Portrait.Le premier jour déjà, le nouveau président du Conseil italien, Matteo Renzi, 39 ans, a communiqué son intention de faire le ménage. A Florence, dont il a été maire pendant cinq ans, il compte d’éminents supporteurs. A Rome, beaucoup moins.
Walter Mayr
Nommé président du Conseil italien, Matteo Renzi n’avait occupé jusque-là aucune charge élective, hormis celle de maire de Florence. Le Parlement de Rome lui est étranger et c’est pire encore pour les institutions de Bruxelles. Il est désormais sur le fil du rasoir puisqu’il a la responsabilité d’un pays qui traverse la plus sévère crise économique de l’après-guerre.
L’avocat du peuple. L’Italie a plus de deux ans de récession derrière elle. Sa dette se monte à 133% du PIB; seule la Grèce fait pire. L’Etat doit au moins 70 milliards d’euros aux entreprises, les patrons se lamentent d’une charge fiscale qui les étrangle et le taux de chômage a doublé dans le pays depuis 2007. Les parlementaires italiens, dont le salaire net peut aller jusqu’à 12 000 euros, savent tout cela mais n’ont rien fait pour y remédier. Du coup, Renzi se fait l’avocat du peuple quand il dit à la télévision: «L’Italie peut devenir un leader dans le monde à condition que sa classe politique ne se borne pas à contempler les événements comme on le fait sur l’écran d’un cinéma.»

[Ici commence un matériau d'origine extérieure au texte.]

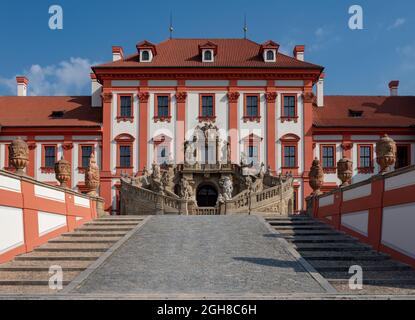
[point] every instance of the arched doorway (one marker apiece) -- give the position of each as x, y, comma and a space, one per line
207, 196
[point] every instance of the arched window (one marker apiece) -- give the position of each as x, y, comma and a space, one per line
145, 55
208, 55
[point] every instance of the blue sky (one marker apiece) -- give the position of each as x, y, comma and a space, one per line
359, 62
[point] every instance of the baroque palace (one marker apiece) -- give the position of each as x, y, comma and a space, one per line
210, 112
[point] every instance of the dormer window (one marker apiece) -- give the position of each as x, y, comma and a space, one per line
355, 113
145, 55
270, 56
269, 51
207, 55
147, 51
208, 51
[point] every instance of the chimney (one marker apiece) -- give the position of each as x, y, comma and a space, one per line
320, 91
117, 53
393, 86
96, 90
22, 83
299, 52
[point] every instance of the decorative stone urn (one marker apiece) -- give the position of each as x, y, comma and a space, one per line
385, 153
345, 171
63, 172
19, 155
92, 176
316, 177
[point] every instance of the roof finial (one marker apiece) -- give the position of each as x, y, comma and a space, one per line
245, 27
171, 29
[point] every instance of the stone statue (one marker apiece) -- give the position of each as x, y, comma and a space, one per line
227, 188
262, 171
186, 191
385, 153
92, 176
19, 155
345, 171
156, 175
228, 152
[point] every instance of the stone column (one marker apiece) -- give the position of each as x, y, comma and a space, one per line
233, 98
143, 130
271, 98
181, 98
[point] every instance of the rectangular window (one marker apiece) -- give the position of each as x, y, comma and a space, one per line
162, 106
125, 156
290, 156
328, 156
365, 156
289, 107
403, 158
50, 156
252, 106
207, 106
125, 106
86, 152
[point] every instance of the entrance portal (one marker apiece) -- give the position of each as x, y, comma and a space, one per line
207, 196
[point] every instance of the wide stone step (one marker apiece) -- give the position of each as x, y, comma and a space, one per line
25, 284
372, 275
74, 246
39, 269
296, 223
105, 229
110, 224
309, 227
302, 247
343, 256
387, 265
71, 250
79, 234
46, 264
396, 283
85, 240
335, 238
54, 256
308, 232
17, 277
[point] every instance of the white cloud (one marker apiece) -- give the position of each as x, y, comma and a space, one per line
398, 23
67, 78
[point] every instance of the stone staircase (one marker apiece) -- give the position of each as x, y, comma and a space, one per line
73, 252
332, 253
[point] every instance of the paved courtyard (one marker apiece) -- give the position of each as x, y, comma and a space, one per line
201, 255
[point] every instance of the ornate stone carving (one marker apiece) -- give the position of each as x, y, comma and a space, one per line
186, 190
67, 146
233, 96
106, 97
345, 171
227, 187
63, 172
271, 97
143, 97
308, 97
385, 153
19, 155
181, 97
92, 176
316, 177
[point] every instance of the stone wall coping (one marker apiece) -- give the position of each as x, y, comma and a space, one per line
369, 180
43, 184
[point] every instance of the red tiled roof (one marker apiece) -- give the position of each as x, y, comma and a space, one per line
33, 111
378, 111
230, 53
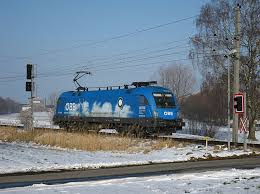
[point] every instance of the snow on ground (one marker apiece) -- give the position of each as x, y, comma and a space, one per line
22, 157
224, 181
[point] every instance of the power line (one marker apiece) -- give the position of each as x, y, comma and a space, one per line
107, 39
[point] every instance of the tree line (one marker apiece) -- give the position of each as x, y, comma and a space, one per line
211, 51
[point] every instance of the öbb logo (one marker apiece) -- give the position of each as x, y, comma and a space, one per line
168, 113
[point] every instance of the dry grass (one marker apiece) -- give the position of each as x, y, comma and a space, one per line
85, 141
167, 143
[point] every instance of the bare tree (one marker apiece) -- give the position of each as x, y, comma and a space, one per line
178, 78
216, 38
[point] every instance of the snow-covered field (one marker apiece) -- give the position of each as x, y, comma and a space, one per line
225, 181
22, 157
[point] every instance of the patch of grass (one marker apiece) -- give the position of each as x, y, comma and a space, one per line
167, 143
84, 141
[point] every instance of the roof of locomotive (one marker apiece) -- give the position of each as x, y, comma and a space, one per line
135, 90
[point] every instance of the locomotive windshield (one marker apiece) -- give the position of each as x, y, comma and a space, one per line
164, 100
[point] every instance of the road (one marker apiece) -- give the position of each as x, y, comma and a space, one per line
27, 179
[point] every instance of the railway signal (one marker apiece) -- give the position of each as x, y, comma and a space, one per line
239, 104
29, 68
29, 87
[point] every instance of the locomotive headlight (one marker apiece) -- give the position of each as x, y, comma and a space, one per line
155, 114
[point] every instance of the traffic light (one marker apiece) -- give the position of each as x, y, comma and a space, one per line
29, 71
28, 86
239, 103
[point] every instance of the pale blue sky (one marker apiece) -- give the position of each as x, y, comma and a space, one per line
61, 35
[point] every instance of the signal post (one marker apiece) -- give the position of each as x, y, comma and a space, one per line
30, 85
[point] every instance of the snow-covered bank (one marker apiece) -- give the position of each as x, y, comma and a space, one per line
21, 157
225, 181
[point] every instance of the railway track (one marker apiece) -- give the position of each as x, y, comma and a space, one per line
202, 141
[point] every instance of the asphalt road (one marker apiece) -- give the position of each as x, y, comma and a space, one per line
27, 179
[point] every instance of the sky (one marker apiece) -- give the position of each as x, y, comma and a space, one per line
118, 41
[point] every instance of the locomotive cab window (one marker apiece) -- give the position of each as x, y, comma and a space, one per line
143, 101
164, 100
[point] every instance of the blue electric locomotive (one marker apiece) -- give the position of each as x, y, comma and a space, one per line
140, 109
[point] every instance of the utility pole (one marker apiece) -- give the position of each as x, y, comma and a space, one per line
32, 96
236, 73
30, 87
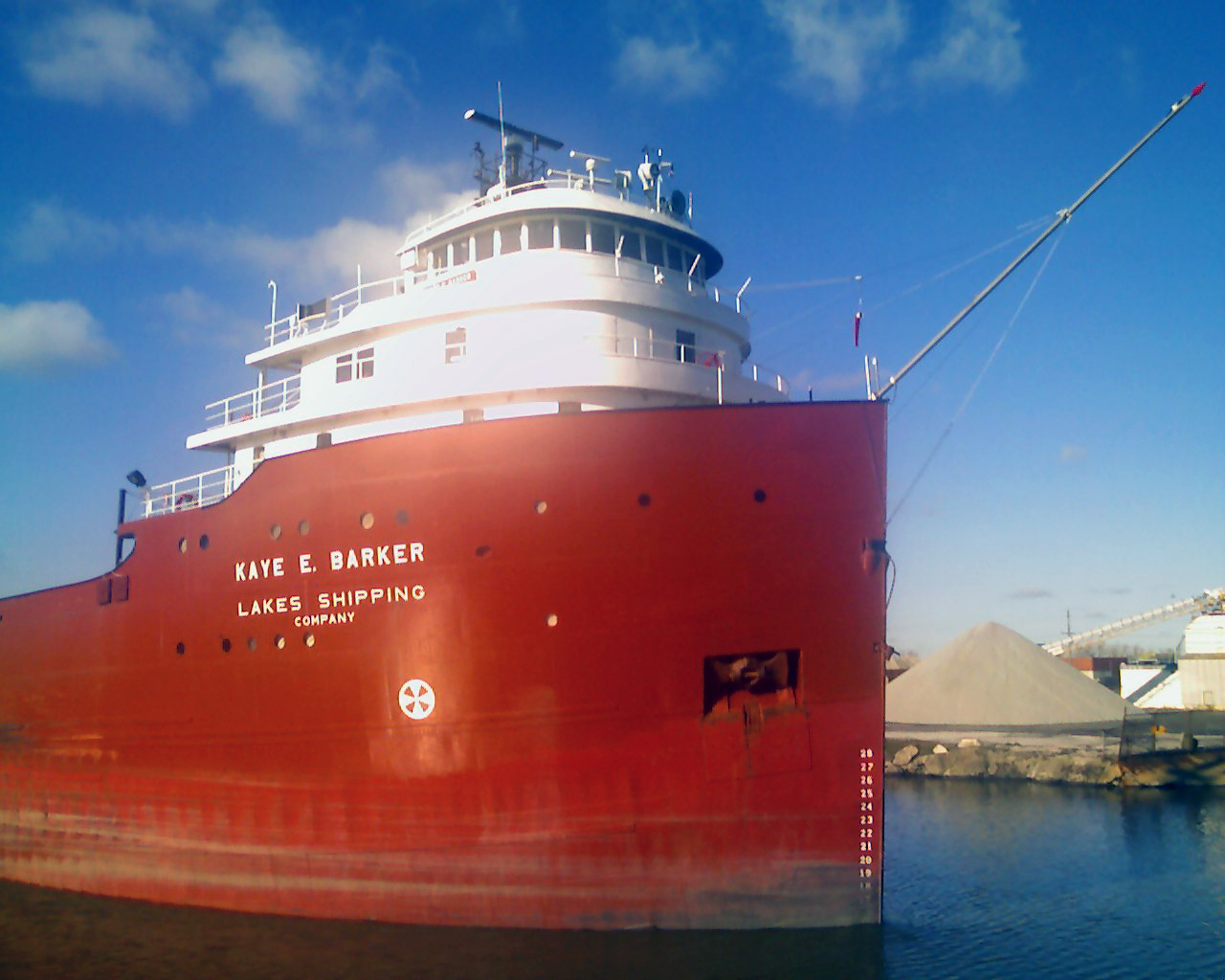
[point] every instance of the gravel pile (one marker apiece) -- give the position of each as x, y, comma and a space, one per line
991, 678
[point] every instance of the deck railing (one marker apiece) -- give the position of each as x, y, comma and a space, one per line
188, 493
279, 396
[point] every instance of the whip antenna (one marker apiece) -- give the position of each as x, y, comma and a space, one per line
1061, 218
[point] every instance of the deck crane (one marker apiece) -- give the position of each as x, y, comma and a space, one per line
1211, 600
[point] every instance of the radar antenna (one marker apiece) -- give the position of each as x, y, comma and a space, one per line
512, 168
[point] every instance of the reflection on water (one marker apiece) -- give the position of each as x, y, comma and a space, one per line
46, 934
981, 880
1020, 880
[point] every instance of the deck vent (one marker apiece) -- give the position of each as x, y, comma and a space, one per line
761, 674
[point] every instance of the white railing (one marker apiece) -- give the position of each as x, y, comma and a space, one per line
189, 493
656, 348
335, 310
279, 396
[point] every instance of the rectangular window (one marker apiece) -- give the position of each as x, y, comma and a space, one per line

Il se voit lui-même comme le héraut de ce peuple: train de vie modeste, proche des gens. Marié à Agnese, une institutrice, père d’une fille et de deux garçons qu’il a habillés de rouge-blanc-vert pour la prestation de serment, il a ensuite assisté en famille à la messe dans son bourg de Pontassieve. Le curé a puisé, pour son homélie, dans l’Evangile selon saint Matthieu le passage où il est dit qu’il est légitime de tendre l’autre joue à l’ennemi en cas de besoin. Un avertissement du haut de la chaire? Car l’humilité n’est pas le premier trait de caractère de Matteo Renzi. Les gifles, il les distribuerait plutôt. Comme il l’a fait en déboulonnant son prédécesseur Enrico Letta, puis en enguirlandant les sénateurs qui s’apprêtaient à lui voter leur confiance.
Ce que Rome et le reste de l’Europe peuvent attendre de Renzi, les Florentins le savent mieux que quiconque. Les plus enflammés de ses partisans et ses plus sévères contempteurs s’y affrontent sur à peu près tout, sauf sur deux points: il est un communicateur hors pair et un vrai bosseur. Président de la province de Florence à 29 ans, maire de la ville à 34, il est un mâle alpha. Ceux qui se mettent en travers de son chemin s’en mordent les doigts. Mais ses ardents thuriféraires, parmi lesquels les créateurs de mode Ferruccio Ferragamo et Roberto Cavalli ou le chausseur Diego Della Valle (Tod’s), tombent d’accord: «Il a rendu aux Florentins leur confiance en eux et ramené de la vie dans la cité.»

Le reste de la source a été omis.